Ronja Korsch (Mitte) verliest Details aus dem Leben der ermordeten Zwillinge Ingeborg und Margot Ruthenburg. Ebenfalls im Bild sind Museumsleiter Marius Pečiulis, Vytautas Jurkus, Leiter der Bildungsabteilung sowie die Seminarleiterinnen Julia Schneidawind und Kristina Milz (von links). (Foto: Katharina Haase)
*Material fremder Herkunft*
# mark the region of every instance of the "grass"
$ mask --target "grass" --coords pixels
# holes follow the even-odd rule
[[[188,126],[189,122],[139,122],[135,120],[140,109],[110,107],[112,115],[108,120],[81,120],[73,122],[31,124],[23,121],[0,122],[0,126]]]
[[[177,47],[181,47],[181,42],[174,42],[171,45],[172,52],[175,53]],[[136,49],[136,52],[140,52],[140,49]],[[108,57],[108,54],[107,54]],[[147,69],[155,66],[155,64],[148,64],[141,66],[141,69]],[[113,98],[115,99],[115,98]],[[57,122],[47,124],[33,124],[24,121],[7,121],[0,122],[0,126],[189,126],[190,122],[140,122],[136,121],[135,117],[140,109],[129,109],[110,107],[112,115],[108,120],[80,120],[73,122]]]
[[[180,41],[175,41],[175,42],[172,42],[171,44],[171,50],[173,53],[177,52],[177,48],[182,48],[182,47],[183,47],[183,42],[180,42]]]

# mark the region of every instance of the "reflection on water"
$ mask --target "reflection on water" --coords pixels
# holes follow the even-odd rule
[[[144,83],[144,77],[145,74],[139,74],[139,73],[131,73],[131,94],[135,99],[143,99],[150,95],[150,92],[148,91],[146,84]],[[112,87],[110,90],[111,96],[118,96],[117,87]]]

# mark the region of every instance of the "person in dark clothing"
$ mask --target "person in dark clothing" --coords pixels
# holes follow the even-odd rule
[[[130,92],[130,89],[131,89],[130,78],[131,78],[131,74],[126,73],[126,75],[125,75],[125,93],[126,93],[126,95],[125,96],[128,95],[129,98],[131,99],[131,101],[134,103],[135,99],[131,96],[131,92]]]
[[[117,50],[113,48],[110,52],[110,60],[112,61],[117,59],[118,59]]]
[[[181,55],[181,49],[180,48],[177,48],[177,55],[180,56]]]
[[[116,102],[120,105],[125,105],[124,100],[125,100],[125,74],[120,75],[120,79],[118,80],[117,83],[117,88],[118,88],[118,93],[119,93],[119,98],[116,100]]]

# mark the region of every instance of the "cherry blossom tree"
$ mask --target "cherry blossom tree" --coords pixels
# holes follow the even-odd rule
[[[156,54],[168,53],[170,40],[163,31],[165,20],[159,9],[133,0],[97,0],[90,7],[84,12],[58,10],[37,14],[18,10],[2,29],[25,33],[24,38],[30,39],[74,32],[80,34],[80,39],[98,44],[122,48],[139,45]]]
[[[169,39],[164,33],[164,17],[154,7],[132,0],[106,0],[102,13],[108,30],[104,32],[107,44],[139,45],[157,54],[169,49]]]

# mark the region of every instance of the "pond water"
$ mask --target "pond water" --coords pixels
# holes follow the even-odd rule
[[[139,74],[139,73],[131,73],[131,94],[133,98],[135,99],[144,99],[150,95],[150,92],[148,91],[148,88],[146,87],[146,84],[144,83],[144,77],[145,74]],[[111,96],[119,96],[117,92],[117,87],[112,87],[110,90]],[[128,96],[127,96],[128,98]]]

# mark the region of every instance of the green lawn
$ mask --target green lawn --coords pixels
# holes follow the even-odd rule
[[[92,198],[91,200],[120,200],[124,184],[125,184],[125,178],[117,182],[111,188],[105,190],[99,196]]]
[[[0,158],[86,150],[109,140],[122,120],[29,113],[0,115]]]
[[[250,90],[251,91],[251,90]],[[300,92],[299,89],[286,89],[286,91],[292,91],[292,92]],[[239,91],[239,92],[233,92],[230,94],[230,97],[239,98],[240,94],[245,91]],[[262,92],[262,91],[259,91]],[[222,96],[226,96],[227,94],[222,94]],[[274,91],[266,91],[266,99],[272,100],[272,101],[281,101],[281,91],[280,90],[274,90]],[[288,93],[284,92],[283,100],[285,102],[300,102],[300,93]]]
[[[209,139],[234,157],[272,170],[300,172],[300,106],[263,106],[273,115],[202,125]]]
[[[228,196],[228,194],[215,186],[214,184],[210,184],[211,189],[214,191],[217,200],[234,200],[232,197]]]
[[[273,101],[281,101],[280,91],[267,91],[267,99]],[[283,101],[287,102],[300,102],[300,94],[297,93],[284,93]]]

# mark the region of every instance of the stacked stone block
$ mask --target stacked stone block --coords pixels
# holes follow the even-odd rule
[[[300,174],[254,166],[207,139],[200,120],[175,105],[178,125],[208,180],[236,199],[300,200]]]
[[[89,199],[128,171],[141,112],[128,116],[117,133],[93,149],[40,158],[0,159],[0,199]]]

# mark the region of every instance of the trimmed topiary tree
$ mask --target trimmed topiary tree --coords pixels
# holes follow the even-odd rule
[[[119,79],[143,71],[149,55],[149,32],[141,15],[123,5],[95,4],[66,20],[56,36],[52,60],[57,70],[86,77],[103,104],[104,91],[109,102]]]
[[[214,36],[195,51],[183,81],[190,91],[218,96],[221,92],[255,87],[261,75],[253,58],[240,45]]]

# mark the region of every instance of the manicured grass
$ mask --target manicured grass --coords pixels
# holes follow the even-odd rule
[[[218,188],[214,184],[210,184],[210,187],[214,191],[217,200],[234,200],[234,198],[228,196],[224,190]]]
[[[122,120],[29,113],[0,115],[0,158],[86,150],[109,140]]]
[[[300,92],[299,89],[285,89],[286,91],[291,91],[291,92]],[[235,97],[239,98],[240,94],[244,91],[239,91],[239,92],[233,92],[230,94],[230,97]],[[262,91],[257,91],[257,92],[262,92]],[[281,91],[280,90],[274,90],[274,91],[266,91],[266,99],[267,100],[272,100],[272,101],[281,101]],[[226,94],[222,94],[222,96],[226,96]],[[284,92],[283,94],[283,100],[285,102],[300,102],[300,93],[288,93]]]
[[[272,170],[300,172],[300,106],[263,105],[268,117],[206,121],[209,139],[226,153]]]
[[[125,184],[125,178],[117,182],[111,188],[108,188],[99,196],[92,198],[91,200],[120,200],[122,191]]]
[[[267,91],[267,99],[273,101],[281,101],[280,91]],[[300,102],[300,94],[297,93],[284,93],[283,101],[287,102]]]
Weiter gedachten die Studierenden Jakob Alster, Esther Berger, Lore Fellheimer, Alfred Greif, Eva Gunz, Eva Hirsch, Erich Kupfer, Menni Rosenbusch, Susanne Scherz und Harald Zernik sowie zweier weiterer Klassenkameraden: Manfred Pollak und Bertel Sandbank, die zwar nicht in Kaunas starben, jedoch ebenfalls den Holocaust nicht überlebten.

Der Zug, der am 20. November das Lager in Milbertshofen verlassen hatte, sollte eigentlich nach Riga fahren. Da das Ghetto dort überfüllt war, wurde er umgeleitet. Ob sie in Riga überlebt hätten, ist ungewiss. Am 1. Dezember 1941 meldete SS-Mann Karl Jäger seinen Vorgesetzten in einem detaillierten Bericht die Exekution von insgesamt 137 346 Juden, darunter auch die 999 aus München. Litauen sei damit „judenfrei“. Sein Einsatz für die SS wurde später von Reichsführer SS Heinrich Himmler in besonderer Weise gewürdigt.

Das Ziel dieses Ortes sei auch, hatte Museumsdirektor Pečiulis zu Beginn gesagt, dass die Menschen ins Nachdenken kommen. Am Gedenkstein der Stadt München, oben auf dem Hügel, wird schließlich das Gesteck niedergelegt. Dann herrscht Schweigen.